Studies that look backwards are part of the "hypothesis factory," the process scientists use to generate ideas about what might work. (For sophisticated and clear examples of how this works, check out the Alzheimer Research Forum. Not only is this a place where researchers meet and debate ideas—including things like the effectiveness of statins—but patients and caregivers also can get authoritative information about drugs and therapies and state-of-the-art thinking about the disease.) Take an elderly population, some of whom have Alzheimer's and some of whom don't. Looking back at their medical records, try to see if there were any differences in their lifestyles and medications. Several researchers have done this, and one of the differences seemed to be that more people with intact mental faculties had taken statins. Perhaps—and this is the hypothesis—statins offer some protective effect.

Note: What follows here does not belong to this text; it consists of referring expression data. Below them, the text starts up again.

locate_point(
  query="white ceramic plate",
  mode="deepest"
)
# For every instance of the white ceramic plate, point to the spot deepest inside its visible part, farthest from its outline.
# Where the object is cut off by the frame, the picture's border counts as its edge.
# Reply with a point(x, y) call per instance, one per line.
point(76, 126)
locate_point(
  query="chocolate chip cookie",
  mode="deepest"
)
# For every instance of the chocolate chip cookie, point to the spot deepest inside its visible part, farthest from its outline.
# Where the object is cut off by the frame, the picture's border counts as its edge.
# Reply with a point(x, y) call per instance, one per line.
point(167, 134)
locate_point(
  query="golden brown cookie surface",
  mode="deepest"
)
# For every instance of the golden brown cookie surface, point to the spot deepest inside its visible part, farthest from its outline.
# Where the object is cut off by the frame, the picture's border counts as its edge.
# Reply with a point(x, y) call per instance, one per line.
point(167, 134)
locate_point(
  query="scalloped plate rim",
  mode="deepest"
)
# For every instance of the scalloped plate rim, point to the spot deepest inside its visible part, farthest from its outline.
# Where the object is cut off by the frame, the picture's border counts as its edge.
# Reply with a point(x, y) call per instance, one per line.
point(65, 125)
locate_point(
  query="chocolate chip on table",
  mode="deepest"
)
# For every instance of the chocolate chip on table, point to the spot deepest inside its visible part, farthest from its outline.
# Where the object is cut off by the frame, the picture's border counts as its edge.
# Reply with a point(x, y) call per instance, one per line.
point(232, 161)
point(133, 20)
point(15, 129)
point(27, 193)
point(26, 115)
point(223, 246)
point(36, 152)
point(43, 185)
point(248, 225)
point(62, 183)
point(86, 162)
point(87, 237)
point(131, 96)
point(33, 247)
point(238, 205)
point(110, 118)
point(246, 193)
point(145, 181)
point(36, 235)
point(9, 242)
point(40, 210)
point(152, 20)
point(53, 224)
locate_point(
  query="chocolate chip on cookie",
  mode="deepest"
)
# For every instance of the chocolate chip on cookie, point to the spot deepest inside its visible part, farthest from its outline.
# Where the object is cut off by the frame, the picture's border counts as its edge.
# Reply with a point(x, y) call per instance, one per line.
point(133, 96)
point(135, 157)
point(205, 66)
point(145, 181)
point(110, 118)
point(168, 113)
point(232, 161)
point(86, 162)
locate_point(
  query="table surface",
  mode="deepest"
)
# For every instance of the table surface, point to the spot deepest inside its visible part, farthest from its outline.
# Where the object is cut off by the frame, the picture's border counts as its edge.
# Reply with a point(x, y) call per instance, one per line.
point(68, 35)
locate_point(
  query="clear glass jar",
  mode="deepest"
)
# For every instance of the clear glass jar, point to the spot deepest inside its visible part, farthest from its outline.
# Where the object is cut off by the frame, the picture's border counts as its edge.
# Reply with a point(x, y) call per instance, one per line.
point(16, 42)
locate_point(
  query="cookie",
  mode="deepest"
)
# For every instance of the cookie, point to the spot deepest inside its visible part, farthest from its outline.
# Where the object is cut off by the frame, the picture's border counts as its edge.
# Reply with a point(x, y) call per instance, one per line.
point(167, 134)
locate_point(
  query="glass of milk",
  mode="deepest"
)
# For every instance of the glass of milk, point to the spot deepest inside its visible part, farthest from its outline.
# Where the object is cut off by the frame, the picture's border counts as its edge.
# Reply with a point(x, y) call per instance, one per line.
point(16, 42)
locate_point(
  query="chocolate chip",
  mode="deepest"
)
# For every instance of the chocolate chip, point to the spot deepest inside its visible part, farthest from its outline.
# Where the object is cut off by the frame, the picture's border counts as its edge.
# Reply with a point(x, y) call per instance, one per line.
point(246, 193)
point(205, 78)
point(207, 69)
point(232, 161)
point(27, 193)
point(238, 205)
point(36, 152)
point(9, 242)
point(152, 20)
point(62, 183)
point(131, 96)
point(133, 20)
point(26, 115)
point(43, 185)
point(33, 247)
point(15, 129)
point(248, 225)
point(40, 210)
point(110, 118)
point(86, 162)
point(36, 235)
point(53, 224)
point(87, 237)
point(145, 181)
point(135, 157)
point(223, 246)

The trouble is that the past is a vague and shadowy place. Statins may not have been the only thing separating Alzheimer's patients from healthy patients. Maybe the healthy ones took other drugs. Maybe they exercised more. Maybe they did more crossword puzzles. The point is that, looking backwards, you can't isolate statins as the only meaningful difference. But at least these studies have identified statins as something worth investigating.

To get further, you need what researchers feel is the gold standard of trials: a prospective, double-blind, placebo-control study. Or in DeKosky's words, a study that looks forward. Take a group of people, as identical as you can realistically match them up to be. Then give some of them statins, the others a dummy pill called a placebo. The hope here is that the statins are the only meaningful difference between the two groups, so you have eliminated the confounding factors that might have confused the earlier, retrospective trial. Follow these people for many years, and see if the statins make any difference in the outcome.